Introduction: The approved analgesic and anti-inflammatory drugs ibuprofen and indometacin block the small GTPase RhoA, a key enzyme that impedes axonal sprouting after axonal damage. Inhibition of the Rho pathway in a central nervous system-effective manner requires higher dosages compared with orthodox cyclooxygenase-blocking effects. Preclinical studies on spinal cord injury (SCI) imply improved motor recovery after ibuprofen/indometacin-mediated Rho inhibition. This has been reassessed by a meta-analysis of the underlying experimental evidence, which indicates an overall effect size of 20.2% regarding motor outcome achieved after ibuprofen/indometacin treatment compared with vehicle controls. In addition, ibuprofen/indometacin may also limit sickness behaviour, non-neurogenic systemic inflammatory response syndrome (SIRS), neuropathic pain and heterotopic ossifications after SCI. Consequently, 'small molecule'-mediated Rho inhibition after acute SCI warrants clinical investigation.
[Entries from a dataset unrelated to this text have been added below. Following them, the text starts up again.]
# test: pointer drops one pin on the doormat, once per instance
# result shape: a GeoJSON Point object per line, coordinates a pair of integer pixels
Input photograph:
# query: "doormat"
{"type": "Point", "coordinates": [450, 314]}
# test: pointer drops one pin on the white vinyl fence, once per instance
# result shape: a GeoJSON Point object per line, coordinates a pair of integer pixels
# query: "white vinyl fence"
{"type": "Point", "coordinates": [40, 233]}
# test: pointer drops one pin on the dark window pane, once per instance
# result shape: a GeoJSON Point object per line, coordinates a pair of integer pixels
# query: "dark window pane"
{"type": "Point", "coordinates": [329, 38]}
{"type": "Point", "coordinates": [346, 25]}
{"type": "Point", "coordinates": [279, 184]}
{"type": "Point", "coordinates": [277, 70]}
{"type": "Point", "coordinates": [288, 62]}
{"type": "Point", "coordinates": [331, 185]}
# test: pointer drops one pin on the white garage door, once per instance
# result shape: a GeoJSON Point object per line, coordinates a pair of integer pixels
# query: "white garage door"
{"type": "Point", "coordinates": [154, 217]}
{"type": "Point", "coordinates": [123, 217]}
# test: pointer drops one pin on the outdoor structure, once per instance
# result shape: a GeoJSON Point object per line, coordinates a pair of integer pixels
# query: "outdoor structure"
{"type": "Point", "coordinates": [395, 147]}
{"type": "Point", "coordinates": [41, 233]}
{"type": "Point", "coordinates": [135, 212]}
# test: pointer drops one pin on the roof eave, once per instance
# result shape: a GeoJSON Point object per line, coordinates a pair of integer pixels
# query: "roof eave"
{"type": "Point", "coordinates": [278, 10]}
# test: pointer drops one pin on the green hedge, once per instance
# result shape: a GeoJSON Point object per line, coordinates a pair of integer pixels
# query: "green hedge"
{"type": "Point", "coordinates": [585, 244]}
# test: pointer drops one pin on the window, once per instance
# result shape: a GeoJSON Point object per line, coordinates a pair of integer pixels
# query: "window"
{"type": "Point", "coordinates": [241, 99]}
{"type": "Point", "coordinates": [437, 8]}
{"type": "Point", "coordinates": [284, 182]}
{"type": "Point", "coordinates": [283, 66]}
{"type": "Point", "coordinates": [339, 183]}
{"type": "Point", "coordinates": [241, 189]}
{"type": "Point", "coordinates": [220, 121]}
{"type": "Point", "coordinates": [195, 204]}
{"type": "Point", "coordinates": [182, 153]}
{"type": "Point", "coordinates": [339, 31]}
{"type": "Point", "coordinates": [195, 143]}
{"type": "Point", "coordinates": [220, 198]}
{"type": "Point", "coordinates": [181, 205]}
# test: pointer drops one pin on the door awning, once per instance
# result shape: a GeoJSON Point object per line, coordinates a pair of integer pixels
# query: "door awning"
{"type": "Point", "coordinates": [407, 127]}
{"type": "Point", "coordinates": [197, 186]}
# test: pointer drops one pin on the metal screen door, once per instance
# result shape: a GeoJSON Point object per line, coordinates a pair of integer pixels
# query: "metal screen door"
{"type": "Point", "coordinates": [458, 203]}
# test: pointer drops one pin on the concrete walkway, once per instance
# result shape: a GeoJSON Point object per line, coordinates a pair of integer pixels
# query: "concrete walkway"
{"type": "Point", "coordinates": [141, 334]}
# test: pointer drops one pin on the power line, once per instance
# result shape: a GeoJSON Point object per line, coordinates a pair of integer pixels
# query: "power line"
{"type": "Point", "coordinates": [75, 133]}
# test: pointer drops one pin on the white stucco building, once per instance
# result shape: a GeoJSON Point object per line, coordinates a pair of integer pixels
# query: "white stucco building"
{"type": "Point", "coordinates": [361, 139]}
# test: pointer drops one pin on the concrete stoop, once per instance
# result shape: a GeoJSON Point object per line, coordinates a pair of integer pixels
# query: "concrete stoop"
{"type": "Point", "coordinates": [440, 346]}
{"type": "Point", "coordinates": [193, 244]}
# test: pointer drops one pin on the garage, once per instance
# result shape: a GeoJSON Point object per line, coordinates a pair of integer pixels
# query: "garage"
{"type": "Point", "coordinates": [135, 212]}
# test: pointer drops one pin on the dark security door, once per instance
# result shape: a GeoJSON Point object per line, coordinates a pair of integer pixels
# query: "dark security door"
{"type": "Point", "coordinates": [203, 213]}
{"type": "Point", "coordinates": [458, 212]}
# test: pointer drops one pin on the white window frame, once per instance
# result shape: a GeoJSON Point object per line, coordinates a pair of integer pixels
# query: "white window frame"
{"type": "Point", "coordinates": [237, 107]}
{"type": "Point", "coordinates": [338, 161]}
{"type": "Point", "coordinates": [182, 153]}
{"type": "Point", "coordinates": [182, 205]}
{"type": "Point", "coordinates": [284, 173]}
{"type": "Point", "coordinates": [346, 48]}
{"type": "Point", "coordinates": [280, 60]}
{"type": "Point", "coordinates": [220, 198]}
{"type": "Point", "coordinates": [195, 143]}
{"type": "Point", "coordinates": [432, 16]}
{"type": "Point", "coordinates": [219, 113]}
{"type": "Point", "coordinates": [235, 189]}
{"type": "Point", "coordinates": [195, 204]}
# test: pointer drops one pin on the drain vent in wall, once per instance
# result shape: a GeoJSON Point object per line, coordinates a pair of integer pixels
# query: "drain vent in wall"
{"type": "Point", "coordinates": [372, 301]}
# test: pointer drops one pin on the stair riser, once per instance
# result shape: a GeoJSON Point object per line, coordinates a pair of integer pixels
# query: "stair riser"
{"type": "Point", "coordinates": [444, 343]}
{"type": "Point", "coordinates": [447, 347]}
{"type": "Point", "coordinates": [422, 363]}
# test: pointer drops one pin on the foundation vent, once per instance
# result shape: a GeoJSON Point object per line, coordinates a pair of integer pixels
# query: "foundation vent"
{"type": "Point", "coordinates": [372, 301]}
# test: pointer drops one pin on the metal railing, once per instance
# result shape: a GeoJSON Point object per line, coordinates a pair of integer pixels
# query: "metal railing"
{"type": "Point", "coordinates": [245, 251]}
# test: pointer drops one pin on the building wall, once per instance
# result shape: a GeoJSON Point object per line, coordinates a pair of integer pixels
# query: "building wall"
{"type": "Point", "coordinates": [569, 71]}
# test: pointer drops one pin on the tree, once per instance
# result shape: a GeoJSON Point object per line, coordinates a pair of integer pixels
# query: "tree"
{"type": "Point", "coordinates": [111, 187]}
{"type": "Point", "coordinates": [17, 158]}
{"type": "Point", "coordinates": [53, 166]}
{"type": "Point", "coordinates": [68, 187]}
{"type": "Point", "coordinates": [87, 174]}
Methods And Analysis: Protocol of an investigator-initiated clinical open-label pilot trial on high-dose ibuprofen treatment after acute traumatic, motor-complete SCI. A sample of n=12 patients will be enrolled in two cohorts treated with 2400 mg/day ibuprofen for 4 or 12 weeks, respectively. The primary safety end point is an occurrence of serious adverse events, primarily gastroduodenal bleedings. Secondary end points are pharmacokinetics, feasibility and preliminary effects on neurological recovery, neuropathic pain and heterotopic ossifications. The primary safety analysis is based on the incidence of severe gastrointestinal bleedings. Additional analyses will be mainly descriptive and casuistic.

Ethics And Dissemination: The clinical trial protocol was approved by the responsible German state Ethics Board, and the Federal Institute for Drugs and Medical Devices. The study complies with the Declaration of Helsinki, the principles of Good Clinical Practice and all further applicable regulations. This safety and pharmacokinetics trial informs the planning of a subsequent randomised controlled trial. Regardless of the result of the primary and secondary outcome assessments, the clinical trial will be reported as a publication in a peer-reviewed journal.

Trial Registration Number: NCT02096913; Pre-results.